Harlan discovered Octavia Butler (he had a black friend! dead now tho), so he gets to call another black woman a nigger.
Ya rly.
NOT COOL.
This year began with white sci-fi and fantasy authors showing their asses. Repeatedly. It’s not just what you say, it’s also how you treat people when they respond. Who you take into consideration vs. who you call “orcs”, “nithings”*, “sockpuppets”, “NWA” (because clearly people of color don’t read books and form coherent sentences…).

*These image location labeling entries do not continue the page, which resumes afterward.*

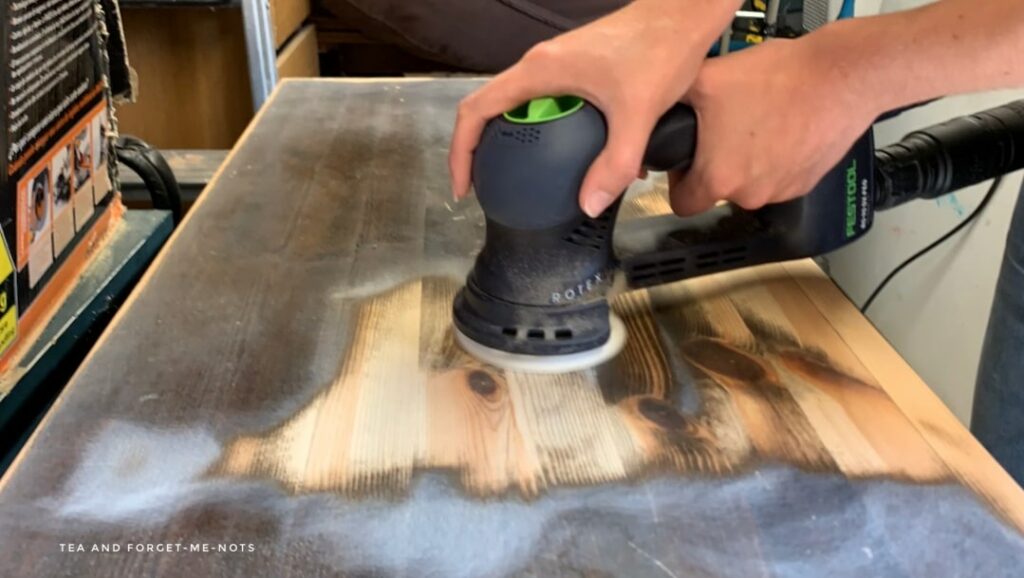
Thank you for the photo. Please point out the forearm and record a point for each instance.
(948, 47)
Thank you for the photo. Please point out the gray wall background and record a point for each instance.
(936, 311)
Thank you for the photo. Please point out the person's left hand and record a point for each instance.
(772, 121)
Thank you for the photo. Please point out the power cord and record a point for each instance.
(960, 226)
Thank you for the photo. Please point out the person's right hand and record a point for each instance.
(633, 65)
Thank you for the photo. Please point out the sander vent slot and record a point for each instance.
(590, 233)
(525, 135)
(723, 257)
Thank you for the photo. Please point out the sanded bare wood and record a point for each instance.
(288, 378)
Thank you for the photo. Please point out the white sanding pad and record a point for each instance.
(549, 364)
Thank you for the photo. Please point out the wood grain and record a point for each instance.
(287, 378)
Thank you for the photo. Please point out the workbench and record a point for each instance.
(282, 396)
(45, 360)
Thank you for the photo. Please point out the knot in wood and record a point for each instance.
(481, 382)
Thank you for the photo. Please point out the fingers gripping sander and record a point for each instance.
(537, 297)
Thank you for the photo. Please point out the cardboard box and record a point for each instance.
(55, 180)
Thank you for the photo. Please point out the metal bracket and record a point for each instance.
(260, 49)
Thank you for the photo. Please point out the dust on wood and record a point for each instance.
(407, 398)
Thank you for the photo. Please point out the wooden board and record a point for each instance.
(286, 17)
(299, 57)
(193, 77)
(285, 383)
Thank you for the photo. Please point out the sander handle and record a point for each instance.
(673, 142)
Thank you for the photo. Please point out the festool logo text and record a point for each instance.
(851, 200)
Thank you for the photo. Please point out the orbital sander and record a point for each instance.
(537, 298)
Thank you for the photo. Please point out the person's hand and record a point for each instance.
(633, 65)
(771, 121)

It’s a history of whitewashing movies, tv shows and stories. It’s that for the generations that Earthsea books have been bestselling classics, you still can’t get a brown person on tv or even in cartoons.
It’s the fact that I started with a quote from China Mieville and half the folks who disagree would still be on his jock, and yet fail to see the connection.
Come on people. You say you’re intelligent, bright, and creative.
Just imagine that you’re walking around in a world full of people and those people deserve respect as fellow human beings. And that we don’t need magic or new technology to get there, but we have what we need right in our hands, right now.
It’s almost fantastic, isn’t it?
ETA: And here’s a great post full of links from a woman of color who self publishes.
* And then be afraid of violent retaliation, when in fact, the history of the word Nithing demands violent retaliation as the expected response?
“If the accused did not retort by violent attack, either right on the spot or by demanding holmgang, yielding either the challenging accuser to take his words back or the accuser’s death, he was hence proven to be a weak and cowardly nithing by not retorting accordingly.”